On 7/5/2014 8:26 PM, Franc Zabkar wrote:
A reverse pass effectively disables the drive's read-ahead caching.
Data recovery professionals will tell you that this can be (or is?) a
good thing.
First, how does that effectively disable it? If a block of data is read,
the drive is still going to perform read-ahead because it expects you to
read forward. By going in reverse and reading the previous block you
just miss out on utilizing the read-ahead data.
Second (sorry for this read-ahead rant), they can tell me, but I might
not listen. I don't think a drive reads ahead that far, and in reality
the head likely already passes over the data (or at least some of it)
that is read ahead. And as far as I can tell, it only helps with read
speed. I have yet to see a read affected by an error in the read-ahead
data.

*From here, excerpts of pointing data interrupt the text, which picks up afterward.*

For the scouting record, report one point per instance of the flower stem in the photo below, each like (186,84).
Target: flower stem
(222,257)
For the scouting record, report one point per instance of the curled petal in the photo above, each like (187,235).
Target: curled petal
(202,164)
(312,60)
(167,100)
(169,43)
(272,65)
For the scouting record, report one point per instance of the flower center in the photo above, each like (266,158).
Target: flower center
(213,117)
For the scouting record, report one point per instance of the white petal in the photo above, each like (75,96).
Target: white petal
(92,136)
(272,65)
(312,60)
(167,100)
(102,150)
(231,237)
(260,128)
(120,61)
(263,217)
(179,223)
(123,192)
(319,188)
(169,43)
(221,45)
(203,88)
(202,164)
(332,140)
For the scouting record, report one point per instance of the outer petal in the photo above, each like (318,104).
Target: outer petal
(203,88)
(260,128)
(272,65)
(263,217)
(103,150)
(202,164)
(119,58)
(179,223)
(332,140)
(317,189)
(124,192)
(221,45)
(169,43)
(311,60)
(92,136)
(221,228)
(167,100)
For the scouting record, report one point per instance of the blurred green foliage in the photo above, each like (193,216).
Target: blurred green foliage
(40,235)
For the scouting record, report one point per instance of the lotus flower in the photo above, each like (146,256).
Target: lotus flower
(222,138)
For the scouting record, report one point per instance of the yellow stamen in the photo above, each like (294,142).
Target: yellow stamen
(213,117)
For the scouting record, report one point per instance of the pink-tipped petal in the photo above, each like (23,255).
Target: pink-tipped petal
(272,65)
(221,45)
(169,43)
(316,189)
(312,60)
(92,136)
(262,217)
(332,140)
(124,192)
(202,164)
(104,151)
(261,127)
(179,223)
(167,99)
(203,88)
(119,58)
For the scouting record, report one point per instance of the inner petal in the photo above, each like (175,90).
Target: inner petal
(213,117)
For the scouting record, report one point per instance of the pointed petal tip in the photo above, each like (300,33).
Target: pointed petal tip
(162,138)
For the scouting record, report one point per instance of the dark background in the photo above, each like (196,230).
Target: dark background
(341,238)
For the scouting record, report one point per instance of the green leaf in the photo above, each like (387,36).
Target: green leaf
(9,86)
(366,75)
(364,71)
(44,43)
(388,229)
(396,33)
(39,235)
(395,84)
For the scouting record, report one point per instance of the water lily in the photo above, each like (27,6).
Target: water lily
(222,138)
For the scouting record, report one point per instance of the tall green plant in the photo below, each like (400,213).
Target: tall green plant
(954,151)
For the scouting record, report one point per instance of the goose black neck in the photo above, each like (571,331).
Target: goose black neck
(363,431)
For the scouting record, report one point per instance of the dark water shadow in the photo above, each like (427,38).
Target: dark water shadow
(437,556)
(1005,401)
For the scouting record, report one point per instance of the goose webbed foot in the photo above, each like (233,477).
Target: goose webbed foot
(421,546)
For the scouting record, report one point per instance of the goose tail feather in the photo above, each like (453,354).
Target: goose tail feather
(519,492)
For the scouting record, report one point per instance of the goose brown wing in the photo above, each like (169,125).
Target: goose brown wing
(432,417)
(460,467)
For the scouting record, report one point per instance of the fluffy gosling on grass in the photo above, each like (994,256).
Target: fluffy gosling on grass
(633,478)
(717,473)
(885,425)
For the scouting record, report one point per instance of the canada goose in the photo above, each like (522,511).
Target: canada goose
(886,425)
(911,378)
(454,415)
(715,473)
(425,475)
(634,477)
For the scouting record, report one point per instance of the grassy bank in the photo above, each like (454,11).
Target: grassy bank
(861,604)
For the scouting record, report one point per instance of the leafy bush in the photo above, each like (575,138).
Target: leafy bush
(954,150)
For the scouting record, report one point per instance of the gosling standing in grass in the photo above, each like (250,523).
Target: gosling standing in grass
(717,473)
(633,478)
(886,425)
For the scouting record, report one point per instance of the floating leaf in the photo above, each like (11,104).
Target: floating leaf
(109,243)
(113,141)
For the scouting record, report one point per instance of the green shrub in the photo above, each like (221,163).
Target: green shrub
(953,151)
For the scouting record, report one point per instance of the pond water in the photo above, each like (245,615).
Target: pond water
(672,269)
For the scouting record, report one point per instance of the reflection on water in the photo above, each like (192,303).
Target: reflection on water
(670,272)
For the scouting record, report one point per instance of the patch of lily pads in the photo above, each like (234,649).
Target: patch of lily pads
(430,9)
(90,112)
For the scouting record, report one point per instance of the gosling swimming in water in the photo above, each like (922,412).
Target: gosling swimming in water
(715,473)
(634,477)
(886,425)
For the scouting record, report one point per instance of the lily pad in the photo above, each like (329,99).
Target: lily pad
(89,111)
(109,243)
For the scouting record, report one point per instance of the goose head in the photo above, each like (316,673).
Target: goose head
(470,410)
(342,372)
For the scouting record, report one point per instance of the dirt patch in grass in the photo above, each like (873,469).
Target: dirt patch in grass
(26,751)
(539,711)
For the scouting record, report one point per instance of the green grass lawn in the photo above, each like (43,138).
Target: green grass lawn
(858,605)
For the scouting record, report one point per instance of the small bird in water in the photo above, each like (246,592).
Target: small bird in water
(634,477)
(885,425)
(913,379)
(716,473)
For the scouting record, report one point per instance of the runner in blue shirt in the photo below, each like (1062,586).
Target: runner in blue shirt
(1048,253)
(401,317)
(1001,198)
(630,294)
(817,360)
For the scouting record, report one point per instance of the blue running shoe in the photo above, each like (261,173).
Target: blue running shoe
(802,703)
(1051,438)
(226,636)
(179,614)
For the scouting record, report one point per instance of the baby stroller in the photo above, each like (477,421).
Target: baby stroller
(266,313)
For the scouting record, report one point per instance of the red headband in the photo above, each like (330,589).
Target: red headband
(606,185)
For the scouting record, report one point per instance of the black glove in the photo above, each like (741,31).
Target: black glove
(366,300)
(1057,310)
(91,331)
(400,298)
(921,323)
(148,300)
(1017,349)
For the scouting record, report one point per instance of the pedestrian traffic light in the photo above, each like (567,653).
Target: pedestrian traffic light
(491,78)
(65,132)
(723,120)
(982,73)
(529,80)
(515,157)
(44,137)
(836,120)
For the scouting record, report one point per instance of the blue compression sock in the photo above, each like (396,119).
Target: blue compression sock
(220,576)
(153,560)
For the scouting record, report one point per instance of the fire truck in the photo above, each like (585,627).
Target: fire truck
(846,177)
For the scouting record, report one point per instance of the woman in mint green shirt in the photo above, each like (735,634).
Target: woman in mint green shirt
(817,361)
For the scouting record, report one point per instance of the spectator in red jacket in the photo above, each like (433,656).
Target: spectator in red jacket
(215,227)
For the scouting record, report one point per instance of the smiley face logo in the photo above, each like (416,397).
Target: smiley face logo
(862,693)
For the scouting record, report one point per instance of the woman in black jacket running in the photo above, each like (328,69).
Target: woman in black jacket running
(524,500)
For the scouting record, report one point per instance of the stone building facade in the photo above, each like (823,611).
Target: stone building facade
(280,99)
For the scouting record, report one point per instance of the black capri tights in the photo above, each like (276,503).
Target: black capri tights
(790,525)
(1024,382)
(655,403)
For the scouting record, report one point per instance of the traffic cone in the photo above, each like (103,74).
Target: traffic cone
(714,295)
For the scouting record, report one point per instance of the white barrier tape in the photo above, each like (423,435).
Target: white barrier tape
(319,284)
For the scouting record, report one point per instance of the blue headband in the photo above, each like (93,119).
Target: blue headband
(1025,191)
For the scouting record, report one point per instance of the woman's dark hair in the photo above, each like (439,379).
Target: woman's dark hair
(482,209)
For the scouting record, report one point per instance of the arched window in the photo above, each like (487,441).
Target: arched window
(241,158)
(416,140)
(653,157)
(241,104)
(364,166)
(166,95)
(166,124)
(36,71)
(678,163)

As far as I can tell (from my testing) a drive does not try to do
any error recovery on read-ahead data. I could be wrong, and there may
be other reasons they have (bad sector reallocation?). What I don't like
about it is that slower read speed = less data read in the same amount
of time = more time the drive has to be spun up. The professionals will
open the drive up and replace the heads if there is failure, but most
using ddrescue are not professionals and are unable to do that, so it
seems best to get the most good data as fast as possible before the
possibility of total failure.
Like I said, the --no-reverse-pass option is for those that want it, for
those that want (or need) the control. There may even be a time I may
want to use it. But in my benchmark testing it is not beneficial.